I also believe that The Life Trail is emblematic of the full version of yourself that you develop in these forests. Mock (like funk!) It is a piece of myself that I have not created, but has expanded, on the path of the Apalaches, and is the person who efforts me to bring to my life after all is said and done. I really liked my paved kingdom, but the intentionality and projection that I have cultivated as Mock are things that I want to carry out. On the path of life, I should not see any division between those two beings. Capeesh?

«Nature is mystical and mystical always, and works with the license and extravagance of genius.» – Henry David Thoreau

A few weeks ago, I met with my «Tramilia» after taking a few weeks to walk alone for New Jersey and New York. I spent a day walking with my dear friend Spigot who, while I was also walking alone, came to a revelation with better enjoying his hiking experience. On a cold and rainy day, he found himself physically hurting and experiencing mental difficulties.

Spigot was running to Pittsfield, MA, to meet his girlfriend in New York, and the act of having a unique goal of achieving x miles/day for and date was to deteriorate his trail experience. He was able to get excavated in a routine with a phrase of capture of himself: «When you arrive at the summit, keep climbing.» For me, this speaks of the essence of enjoying the walk so it is instead of focusing on the destination, in other words, the path itself is The point. Since he has returned to his usual cheerful self (and he reached his girlfriend in one piece!), I suspect that this ethos proved to be effective.

«Faith is not a singular state that we have or we don’t have, but it is something we do … It is the will to take the next step, see the unknown as an adventure, throw a trip.»

When I crossed New Hampshire and anticipated the white mountains, sometimes I found exhausted, sometimes waking up not exactly excited to walk a full day. It makes sense that this was the case; Hiking 1800 miles is a lot in the body. And since he entered New England, each person felt the need to tell me how difficult the whites are, which does not support exactly one’s confidence (do not worry, guys, it has really been great!). I also experienced a real anxiety about what happens after the path, when I inevitably must return to work. In other words, the paved kingdom pursues the naive simplicity of through hiking.

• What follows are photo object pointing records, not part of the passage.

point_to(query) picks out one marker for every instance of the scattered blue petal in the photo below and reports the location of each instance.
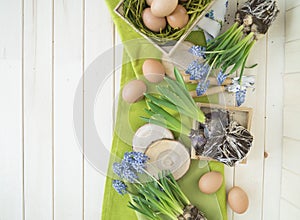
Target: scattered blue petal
(240, 96)
(118, 169)
(210, 14)
(128, 173)
(221, 77)
(202, 87)
(120, 187)
(197, 70)
(198, 51)
(137, 160)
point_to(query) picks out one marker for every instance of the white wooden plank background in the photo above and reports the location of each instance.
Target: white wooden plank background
(45, 46)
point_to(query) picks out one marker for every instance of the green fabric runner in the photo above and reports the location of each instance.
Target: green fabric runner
(114, 205)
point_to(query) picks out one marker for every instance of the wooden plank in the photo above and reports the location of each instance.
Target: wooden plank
(289, 4)
(68, 160)
(291, 89)
(250, 176)
(273, 129)
(288, 211)
(11, 145)
(37, 109)
(292, 30)
(98, 39)
(292, 52)
(290, 187)
(291, 122)
(290, 155)
(229, 99)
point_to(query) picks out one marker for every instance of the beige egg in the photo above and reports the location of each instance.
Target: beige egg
(149, 2)
(162, 8)
(179, 18)
(238, 200)
(210, 182)
(152, 22)
(153, 71)
(134, 91)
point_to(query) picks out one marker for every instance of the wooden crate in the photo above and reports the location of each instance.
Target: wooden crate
(167, 48)
(242, 115)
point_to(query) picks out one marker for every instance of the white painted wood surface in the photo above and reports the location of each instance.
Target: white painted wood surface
(290, 195)
(43, 56)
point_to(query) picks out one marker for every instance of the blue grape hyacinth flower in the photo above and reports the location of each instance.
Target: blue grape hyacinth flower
(221, 77)
(137, 160)
(240, 96)
(198, 51)
(197, 70)
(202, 87)
(128, 173)
(120, 187)
(118, 169)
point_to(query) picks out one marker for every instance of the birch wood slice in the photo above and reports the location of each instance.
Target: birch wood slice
(148, 134)
(168, 155)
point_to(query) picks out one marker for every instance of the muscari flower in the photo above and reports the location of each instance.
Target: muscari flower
(202, 87)
(240, 96)
(120, 187)
(221, 77)
(137, 160)
(198, 51)
(247, 82)
(118, 169)
(128, 173)
(197, 70)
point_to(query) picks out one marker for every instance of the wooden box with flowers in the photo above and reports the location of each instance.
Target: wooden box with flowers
(217, 149)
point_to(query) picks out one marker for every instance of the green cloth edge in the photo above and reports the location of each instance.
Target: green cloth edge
(108, 206)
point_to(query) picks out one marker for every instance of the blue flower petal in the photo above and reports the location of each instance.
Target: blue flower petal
(202, 87)
(198, 51)
(136, 160)
(120, 187)
(240, 96)
(221, 77)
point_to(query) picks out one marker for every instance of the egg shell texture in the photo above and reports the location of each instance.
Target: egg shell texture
(238, 200)
(134, 91)
(162, 8)
(179, 18)
(152, 22)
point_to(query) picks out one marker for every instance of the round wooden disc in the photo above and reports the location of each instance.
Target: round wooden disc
(168, 155)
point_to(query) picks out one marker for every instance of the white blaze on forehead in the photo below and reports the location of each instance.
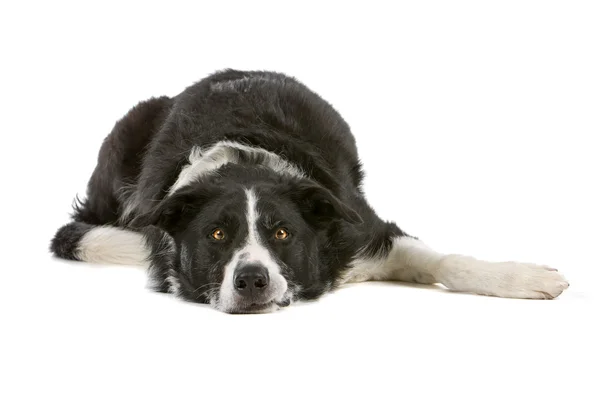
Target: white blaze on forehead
(252, 251)
(202, 162)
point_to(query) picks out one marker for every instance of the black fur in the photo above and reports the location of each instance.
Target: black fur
(142, 157)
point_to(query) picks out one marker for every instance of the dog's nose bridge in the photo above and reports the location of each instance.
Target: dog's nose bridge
(250, 278)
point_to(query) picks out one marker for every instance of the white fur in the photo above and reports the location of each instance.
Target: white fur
(110, 245)
(253, 251)
(411, 260)
(224, 152)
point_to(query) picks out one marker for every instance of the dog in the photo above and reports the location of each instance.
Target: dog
(244, 192)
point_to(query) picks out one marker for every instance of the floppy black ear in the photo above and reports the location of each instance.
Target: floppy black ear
(320, 206)
(174, 212)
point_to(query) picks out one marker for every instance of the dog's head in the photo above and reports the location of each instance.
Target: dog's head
(250, 243)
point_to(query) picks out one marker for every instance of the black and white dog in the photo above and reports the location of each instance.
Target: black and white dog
(244, 192)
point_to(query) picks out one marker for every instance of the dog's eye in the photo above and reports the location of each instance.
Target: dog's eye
(218, 234)
(281, 234)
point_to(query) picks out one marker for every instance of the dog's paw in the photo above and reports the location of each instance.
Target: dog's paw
(504, 279)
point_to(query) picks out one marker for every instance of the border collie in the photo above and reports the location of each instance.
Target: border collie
(244, 192)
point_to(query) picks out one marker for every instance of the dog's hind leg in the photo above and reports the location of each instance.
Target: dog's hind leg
(410, 260)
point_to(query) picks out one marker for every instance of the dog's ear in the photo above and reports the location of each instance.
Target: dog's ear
(174, 212)
(320, 206)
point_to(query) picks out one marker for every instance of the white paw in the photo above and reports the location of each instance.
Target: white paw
(503, 279)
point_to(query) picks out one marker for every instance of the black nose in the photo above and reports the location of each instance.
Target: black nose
(251, 279)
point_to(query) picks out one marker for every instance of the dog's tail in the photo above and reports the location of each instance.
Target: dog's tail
(101, 244)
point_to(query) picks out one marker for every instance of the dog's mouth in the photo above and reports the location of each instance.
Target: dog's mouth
(260, 308)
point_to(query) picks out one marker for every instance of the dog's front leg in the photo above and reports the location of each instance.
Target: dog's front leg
(411, 260)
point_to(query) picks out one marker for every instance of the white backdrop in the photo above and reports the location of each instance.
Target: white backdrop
(477, 123)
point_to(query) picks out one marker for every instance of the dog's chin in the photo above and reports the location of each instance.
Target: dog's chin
(256, 308)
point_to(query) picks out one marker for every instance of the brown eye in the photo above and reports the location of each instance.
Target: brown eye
(218, 234)
(281, 234)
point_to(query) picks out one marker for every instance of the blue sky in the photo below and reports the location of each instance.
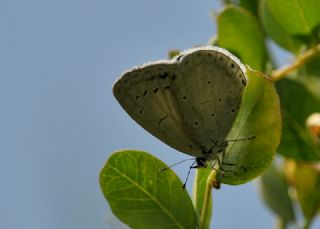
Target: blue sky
(59, 121)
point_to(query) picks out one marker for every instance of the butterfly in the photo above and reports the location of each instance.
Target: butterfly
(189, 102)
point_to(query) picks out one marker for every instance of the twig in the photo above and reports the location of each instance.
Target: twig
(206, 199)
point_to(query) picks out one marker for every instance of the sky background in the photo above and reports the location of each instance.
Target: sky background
(59, 121)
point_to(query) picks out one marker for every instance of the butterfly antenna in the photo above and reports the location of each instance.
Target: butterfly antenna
(241, 139)
(170, 166)
(191, 167)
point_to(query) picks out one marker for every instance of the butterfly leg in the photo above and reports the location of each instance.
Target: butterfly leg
(221, 169)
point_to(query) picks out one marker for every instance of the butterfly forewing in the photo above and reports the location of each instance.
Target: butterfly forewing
(189, 103)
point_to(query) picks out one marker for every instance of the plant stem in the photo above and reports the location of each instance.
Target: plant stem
(299, 61)
(206, 199)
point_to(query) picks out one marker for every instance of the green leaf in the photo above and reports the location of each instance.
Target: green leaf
(259, 116)
(199, 186)
(305, 178)
(309, 75)
(143, 197)
(240, 33)
(250, 5)
(275, 29)
(297, 17)
(297, 103)
(274, 190)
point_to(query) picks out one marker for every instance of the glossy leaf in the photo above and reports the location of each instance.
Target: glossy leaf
(259, 116)
(297, 103)
(240, 33)
(309, 75)
(276, 30)
(274, 190)
(297, 17)
(199, 186)
(250, 5)
(143, 197)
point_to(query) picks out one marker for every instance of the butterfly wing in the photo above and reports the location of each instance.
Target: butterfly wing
(189, 103)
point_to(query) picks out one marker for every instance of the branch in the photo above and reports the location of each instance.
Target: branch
(299, 61)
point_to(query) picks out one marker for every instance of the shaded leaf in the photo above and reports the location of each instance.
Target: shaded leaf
(259, 116)
(309, 75)
(240, 33)
(297, 103)
(276, 30)
(143, 197)
(305, 178)
(274, 189)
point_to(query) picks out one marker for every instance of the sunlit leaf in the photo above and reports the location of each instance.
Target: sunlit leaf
(276, 30)
(259, 116)
(274, 189)
(240, 33)
(199, 186)
(297, 103)
(297, 17)
(143, 197)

But I know that this fatigue is temporary, and I have recently maintained with «bright faith», trusting that I am on the right path and just where I need to be. In Buddhism, brilliant faith is the state of delight full of love in the possibilities and anxious joy before the perspective of updating them. As Sharon Salzberg writes in his book Faith«The enthusiasm, energy and courage we need to abandon the safe path, stop aligning with the familiar or conventional, arises with a brilliant faith. It allows us to get away, get away and see what we can do with our lives.»

Following the advice of the old hikers, who recommend giving time and physical work to process this long trip, I intend to work on a farm after the way and take a longer trip home instead of jumping on a flight immediately. However, my mind immediately jumps to future aspect questions: What happens after that? Will there be a depression after the train as the Internet suggests? More importantly, how can I live an intentional life that meets my needs?

You can never leave the «path of life»
Although all the valid questions, I try to loosen my grip while I kept solved in my blind faith. I try to see the
tunnel As light at the end, holding the faith that the unknown will be updated in a satisfactory life. «The brilliant faith can have the same dangers as blind faith,» writes Salzberg. «However, brilliant faith can be seen simply as a beginning, and not as a beginning in which we deliver discriminatory intelligence, but one in which we deliver cynicism and apathy. Its abundant energy drives us to the unknown.»

I know that the path of life does not end when I reach the sign at the top of Mount Katahdin. Mock (as funk) not only evaporates there, and I am certainly not «through» hiking! When I get to the summit, I intend to continue going up, as Spigot told me. Forward!